Collins and Co. also continues to rent space on a month-to-month basis from KLC Insurance Services Director William Hamilton in Georgetown. The state audit found that the relationship between Hamilton and James Johnston, Collins' CEO, and between the two companies was fraught with conflicts of interest.

Luallen called the move "disappointing."

"As our audit points out, the contract in question was originally awarded without a competitive selection process and (with) personal conflicts of interest between the vendor and key KLC management staff," Luallen said. "We recommend in the audit competitive proposals be required."

KLC spokeswoman Terri Johnson said that the KLCIS board had told Collins and Co. in September to vacate the Georgetown premises in one year's time, and that they expected to have found new space well before that deadline.

James Johnston did not return calls for comment.

Luallen's audit followed stories in the Herald-Leader about high salaries and expense accounts at the league. KLC Executive Director Sylvia Lovely resigned last summer.

The contract extension, signed Jan. 12, guarantees payments of $156,646 a month to Collins to administer all third-party claims for the KLC's insurance arm, which provides property and liability insurance to cities around Kentucky. The contract was obtained by the Herald-Leader through the state's Open Records Law.

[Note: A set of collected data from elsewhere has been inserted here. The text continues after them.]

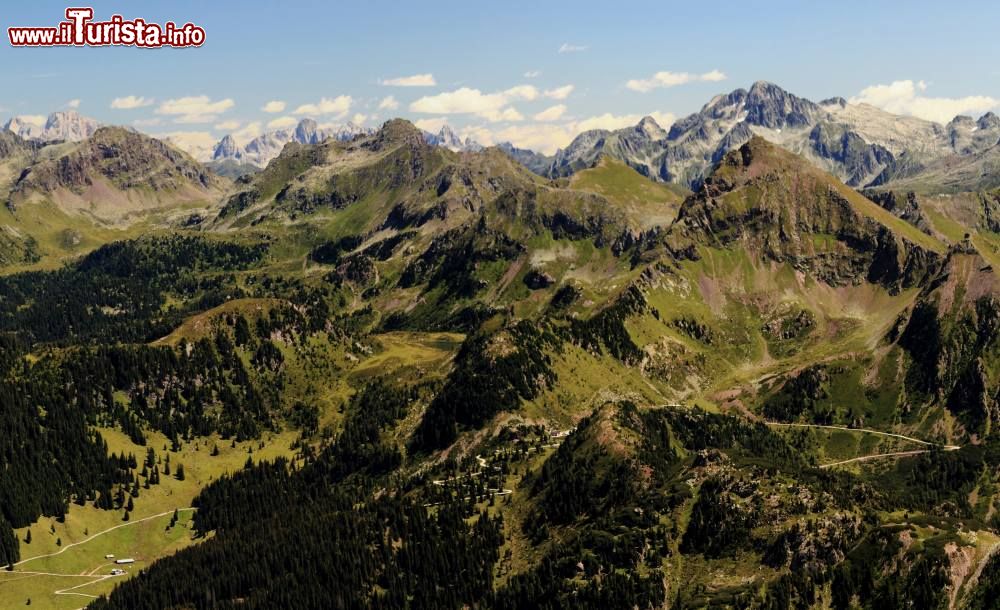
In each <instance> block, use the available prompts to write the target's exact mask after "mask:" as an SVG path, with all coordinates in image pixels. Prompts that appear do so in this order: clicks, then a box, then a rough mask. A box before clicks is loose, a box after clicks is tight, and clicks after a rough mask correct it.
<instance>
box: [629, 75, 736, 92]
mask: <svg viewBox="0 0 1000 610" xmlns="http://www.w3.org/2000/svg"><path fill="white" fill-rule="evenodd" d="M723 80H726V75H725V74H724V73H722V72H720V71H719V70H712V71H711V72H705V73H704V74H691V73H689V72H657V73H656V74H654V75H653V76H652V77H650V78H644V79H633V80H630V81H628V82H627V83H625V86H626V87H628V88H629V89H631V90H633V91H639V92H641V93H646V92H648V91H652V90H653V89H659V88H661V87H676V86H677V85H686V84H688V83H697V82H707V83H717V82H719V81H723Z"/></svg>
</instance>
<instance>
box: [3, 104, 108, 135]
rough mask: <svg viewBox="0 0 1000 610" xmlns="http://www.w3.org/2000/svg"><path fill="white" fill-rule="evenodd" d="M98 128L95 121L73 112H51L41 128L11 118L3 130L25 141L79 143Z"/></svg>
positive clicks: (72, 111) (31, 123)
mask: <svg viewBox="0 0 1000 610" xmlns="http://www.w3.org/2000/svg"><path fill="white" fill-rule="evenodd" d="M100 126H101V124H100V123H98V122H97V121H96V120H94V119H91V118H88V117H84V116H81V115H80V113H78V112H76V111H75V110H66V111H62V112H53V113H52V114H50V115H49V116H48V118H47V119H46V121H45V124H44V125H42V126H39V125H37V124H35V123H33V122H29V121H26V120H24V119H23V118H21V117H13V118H12V119H10V120H8V121H7V123H6V124H5V125H4V129H6V130H7V131H11V132H13V133H16V134H17V135H18V136H20V137H21V138H23V139H26V140H39V141H41V142H53V141H56V140H61V141H66V142H79V141H80V140H85V139H87V138H89V137H90V136H92V135H94V132H95V131H97V129H98V128H99V127H100Z"/></svg>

Johnson said the new contract was signed to include the recent addition of the Kentucky School Boards Insurance Trust, which is now being operated by KLC. The original contract was signed in 2006 — at the recommendation of Hamilton — without competitive bidding. It was for three years with an automatic one-year rollover provision.

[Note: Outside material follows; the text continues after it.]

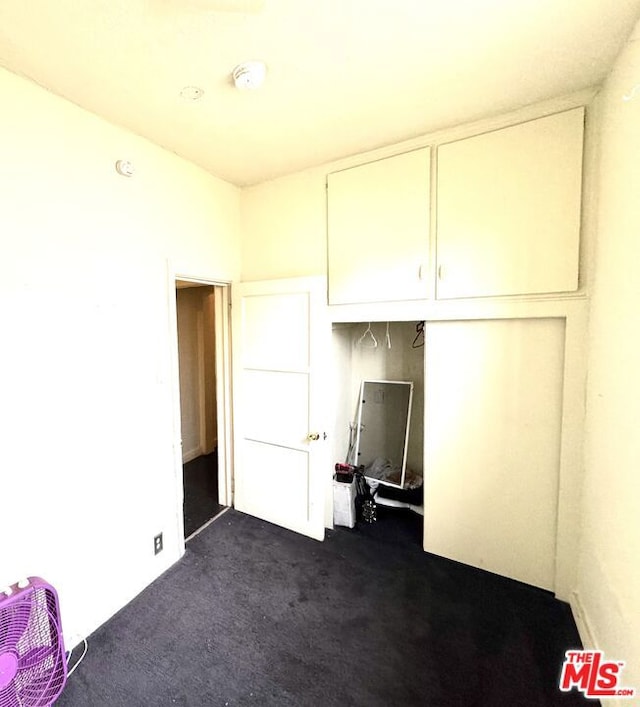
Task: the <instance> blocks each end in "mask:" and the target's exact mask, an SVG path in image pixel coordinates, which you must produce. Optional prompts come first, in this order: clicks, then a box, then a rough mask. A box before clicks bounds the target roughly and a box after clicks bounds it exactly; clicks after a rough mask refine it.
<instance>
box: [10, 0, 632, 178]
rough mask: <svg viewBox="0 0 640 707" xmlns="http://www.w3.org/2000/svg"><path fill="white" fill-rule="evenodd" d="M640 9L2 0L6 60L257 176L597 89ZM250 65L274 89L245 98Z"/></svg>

"Given the quick turnaround of assuming the KSBIT business, both boards felt it was prudent to maintain the continuity of Collins' claims expertise," Johnson said in a statement. "It would not have made sense to bring in a large new line of business and change claims carriers at the same time."

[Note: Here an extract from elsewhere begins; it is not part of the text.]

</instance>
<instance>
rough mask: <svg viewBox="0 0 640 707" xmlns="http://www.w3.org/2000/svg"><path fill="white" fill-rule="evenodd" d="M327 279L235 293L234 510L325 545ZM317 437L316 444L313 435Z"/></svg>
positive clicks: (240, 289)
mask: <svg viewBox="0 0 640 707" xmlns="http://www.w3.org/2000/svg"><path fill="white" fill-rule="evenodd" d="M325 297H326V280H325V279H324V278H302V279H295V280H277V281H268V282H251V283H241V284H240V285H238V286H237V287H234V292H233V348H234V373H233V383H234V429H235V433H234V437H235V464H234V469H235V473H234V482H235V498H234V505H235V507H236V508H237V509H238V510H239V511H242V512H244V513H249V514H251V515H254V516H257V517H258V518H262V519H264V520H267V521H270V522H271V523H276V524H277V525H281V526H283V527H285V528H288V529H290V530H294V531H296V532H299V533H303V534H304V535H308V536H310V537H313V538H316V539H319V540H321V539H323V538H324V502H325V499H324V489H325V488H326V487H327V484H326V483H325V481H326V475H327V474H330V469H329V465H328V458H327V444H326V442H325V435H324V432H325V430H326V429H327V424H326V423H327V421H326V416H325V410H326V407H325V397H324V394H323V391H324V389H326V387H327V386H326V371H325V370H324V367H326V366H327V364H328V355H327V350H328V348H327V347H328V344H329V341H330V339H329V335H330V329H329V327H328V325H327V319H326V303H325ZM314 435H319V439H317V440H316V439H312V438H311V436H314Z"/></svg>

However, Johnson said, the league's insurance board told its staff to develop a request for proposal for an independent auditor to review all insurance claims, including Collins' service. Johnson said the league's executive board still has to approve the new policy that requires competitive bids.

Legislation to require more transparency on expenses and contracts at the league is making its way through the General Assembly.

Luallen's December report found numerous conflicts of interest between Hamilton and Collins and Co., including:

■ Collins and Co. employed Hamilton's son as a claims adjustor and employs Hamilton's grandchild's mother.

■ Hamilton and his wife, Denise, rent office space in Georgetown to Collins and Co. and still do so, according to an office representative.

■ Collins and Co. and its CEO, Johnston, provided housing and other expenses to Hamilton and other KLC members at Johnston's house in Bonaire, an island in the Dutch Caribbean, for scuba diving trips.

■ Hamilton was responsible for selecting Collins and Co. as the third-party claims administrator in 2006 and for an internal quality-control monitoring of Collins. The report said Hamilton did not see this as a conflict.

■ Johnston reimbursed KLC for a cover charge for admission to a Las Vegas strip club, which was originally charged to Hamilton's credit card.

■ Johnston paid for greens fees and numerous meals for KLC employees.

The League has adopted a series of new policies regarding expenses, purchasing and conflicts of interest. Credit cards have been limited, no executive staff member drives a KLC-owned car, and the league's previous policy of paying for spousal travel has been suspended indefinitely.

The KLC recently issued a point-by-point response to the 30 recommendations made by Luallen after her audit of the group.

In response to Luallen's finding that there were no procedures for setting salaries and raises, the group created a Compensation Task Force to study the issue, particularly at the executive level. The league also has eliminated a bonus program that was set up in lieu of raises for executive staff.

In response to Luallen's concerns about excessive expenses, KLC has set up a reimbursement process for expenses. The board has also established a comprehensive ethics and work-conduct policy. To see the complete audit response, go to www.klc.org.